Командир, один из всего отряда, был тем, кем называл себя - ваххабитом. Молился, постился, жил то в землянках, то в грязных зачуханных домишках покинутых жителями селений, на "этой стороне", или в соседней республике, что зовется Страной гор, свято исполняя заветы Всевышнего: не укради, не убей, не возлюби… в равной степени правоверных и гяуров. Газават как одну из ступеней джихада за него исполняли другие, он же ограничивался усердием, направляемым на духовное самосозерцание, на искупление грехов своего воинства и на разработку планов маленьких "священных войн", по освобождению братьев по исламу, притесняемых неверными на берегах священного Каспия. Прожив всю жизнь в горах, он прекрасно ориентировался на местности и ориентировал других, посылая свои отряды, группки в дюжину человек, лучших его людей, - в те или иные села, проповедовать чистый ислам, салафийю, словом и делом. Хотя для них, в отличие от командира, проповеди только мешали исполнению конкретных заданий, джихад им был лишь "священной войной" без соблюдения когда-то в незапамятные времена установленных правил, проповедуемых пророками: о женщинах и детях, о неверных, уверовавших во время битвы в истинного Бога и воскликнувших об этом…. Командир принимал их грехи на себя, они знали это и с этой верой уходили в свои "священные войны". С ней же и возвращались.

Он не знал, где его командир брал деньги, оружие, литературу, словом, все необходимое для проведения операций. Он ни с кем не сотрудничал, презрительно относясь к полевым командирам, чьи эмиссары приезжали к нему порой с тем или иным заманчивым предложением на роскошных внедорожниках, всеми доступными способами избегал навязываемых услуг и отказывал на просьбы о помощи людьми.

Командир был носителем истинной веры. И потому только он сам обучал новичков Корану. Плохое прилежание наказывалось палками, бегом вокруг лагеря, либо иными физическими упражнениями, - ведь воины ислама должны быть сильными и ловкими, знающими, что борются они лишь ради единого Аллаха, и только во славу Его. Когда он говорил, казалось, глаза, спрятанные за темными стеклами очков, пылают ненавистью к нечестивцам или горят жаждою благодати, точно он, там, за стеклами очков явленно зрел пред собою ангелов.
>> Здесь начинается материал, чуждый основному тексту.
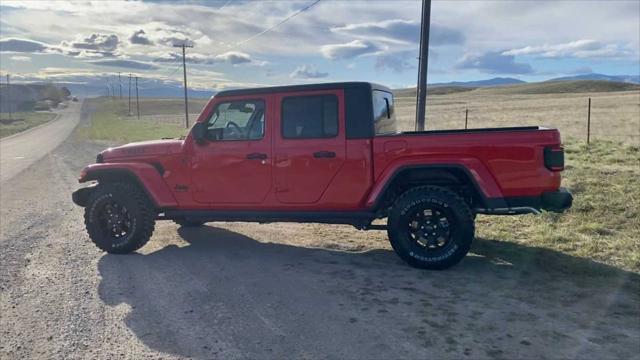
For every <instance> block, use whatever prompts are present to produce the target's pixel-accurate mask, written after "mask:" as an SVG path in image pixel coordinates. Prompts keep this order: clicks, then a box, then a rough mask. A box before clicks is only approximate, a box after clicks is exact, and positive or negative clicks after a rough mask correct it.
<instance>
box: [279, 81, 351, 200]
mask: <svg viewBox="0 0 640 360" xmlns="http://www.w3.org/2000/svg"><path fill="white" fill-rule="evenodd" d="M343 99H344V92H343V90H323V91H305V92H295V93H289V94H279V95H278V96H276V98H275V103H276V104H277V109H276V116H275V117H276V124H277V128H276V129H274V130H275V131H274V138H275V142H274V179H275V185H276V186H275V191H276V198H277V200H278V202H280V203H285V204H313V203H317V202H318V201H319V200H320V199H321V197H322V194H323V193H324V192H325V190H326V189H327V188H328V187H329V186H330V184H331V182H332V180H333V179H334V177H335V176H336V174H337V173H338V171H339V170H340V168H341V167H342V166H343V164H344V161H345V147H346V143H345V127H344V102H343Z"/></svg>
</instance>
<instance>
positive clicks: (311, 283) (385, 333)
mask: <svg viewBox="0 0 640 360" xmlns="http://www.w3.org/2000/svg"><path fill="white" fill-rule="evenodd" d="M80 126H82V124H81V125H80ZM104 146H105V145H98V144H92V143H88V142H83V141H80V140H78V139H77V138H76V137H75V136H71V137H69V138H68V139H67V140H66V141H64V142H63V143H62V144H61V145H60V146H58V147H57V148H56V149H55V150H54V151H52V152H51V153H48V154H46V155H45V156H44V157H42V158H41V159H40V160H38V161H36V162H35V163H34V164H33V166H31V167H30V168H28V169H27V170H26V171H23V172H22V173H19V174H17V175H16V176H14V177H13V178H11V179H9V180H7V181H6V182H5V183H4V184H2V188H1V191H0V359H32V358H36V359H158V358H163V359H184V358H195V359H225V360H226V359H438V360H439V359H492V360H497V359H516V358H519V359H597V360H601V359H640V357H639V355H638V351H637V350H638V339H640V323H639V322H638V319H639V318H640V301H638V294H640V285H639V284H640V281H639V280H638V276H637V274H631V273H628V272H626V271H622V270H619V269H614V268H611V267H608V266H604V265H599V264H595V263H593V262H592V261H590V260H588V259H584V258H575V257H571V256H568V255H563V254H560V253H557V252H554V251H550V250H545V249H540V248H533V247H529V246H524V245H520V244H519V241H517V240H518V239H513V240H512V241H504V239H503V240H491V239H482V238H480V239H477V240H476V241H475V243H474V246H473V248H472V252H473V253H474V254H473V255H471V256H469V257H467V258H466V259H465V260H464V261H462V263H460V264H459V265H458V266H456V267H454V268H452V269H450V270H447V271H440V272H428V271H420V270H416V269H413V268H410V267H408V266H407V265H406V264H404V263H403V262H402V261H400V260H399V259H398V257H397V256H396V255H395V254H394V253H393V252H392V251H391V250H390V248H389V243H388V241H387V239H386V235H385V234H384V233H383V232H364V231H357V230H354V229H353V228H351V227H348V226H331V225H314V224H271V225H258V224H246V223H235V224H228V223H210V224H207V226H204V227H202V228H178V227H177V226H176V225H175V224H174V223H172V222H158V224H157V228H156V231H155V232H154V235H153V237H152V239H151V241H150V242H149V243H148V244H147V245H146V246H144V247H143V248H142V249H141V250H140V251H139V252H138V254H132V255H125V256H118V255H107V254H104V253H103V252H101V251H99V250H98V249H97V248H96V247H95V246H94V245H93V244H92V243H91V241H90V240H89V238H88V237H87V235H86V231H85V229H84V224H83V209H81V208H79V207H78V206H75V205H73V203H72V202H71V199H70V194H71V192H72V191H73V190H74V189H76V188H77V187H78V186H79V185H78V183H77V181H76V177H77V175H78V172H79V171H80V169H81V168H82V167H83V166H85V165H86V164H87V163H89V162H91V161H93V160H94V159H95V154H96V153H97V152H98V151H99V150H100V149H101V148H103V147H104ZM514 221H517V220H514ZM522 241H523V242H524V241H526V239H523V240H522Z"/></svg>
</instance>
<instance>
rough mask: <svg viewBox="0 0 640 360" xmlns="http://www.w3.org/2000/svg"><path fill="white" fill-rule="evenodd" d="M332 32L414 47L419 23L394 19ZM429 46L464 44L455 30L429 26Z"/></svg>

И потому еще, быть может, он никогда не снимал очки, чтобы слушавшие его не могли заглянуть ему в этот момент в глаза, а, следовательно, и в душу.

Лишь только он был случайно удостоен этого. Лишь он один увидел пепельную пустоту глаз своего командира, творящего намаз в одиночестве пред столь же пустыми беззвездными небесами. И успокоился, ощутив это удивительное единение, родство, о котором он никогда прежде не смел задумываться. И успокоение это, а вместе с ним и уверенность в человеке, чьи глаза напоминали ему небо, не покидало его уже никогда.

Как и сейчас. Дождь, непролазная грязь дороги успокаивали его, но тело все еще болело, а вместе с телом болело и то, что обыкновенно именуют загадочным словом душа. Иной раз одиночество невыносимо. Особенно сейчас. Быть может, потому и его командир страшился оставаться надолго наедине с собою, старясь всегда быть на виду, в центре, в кругу знакомых лиц, привычных разговоров, обыденных дел.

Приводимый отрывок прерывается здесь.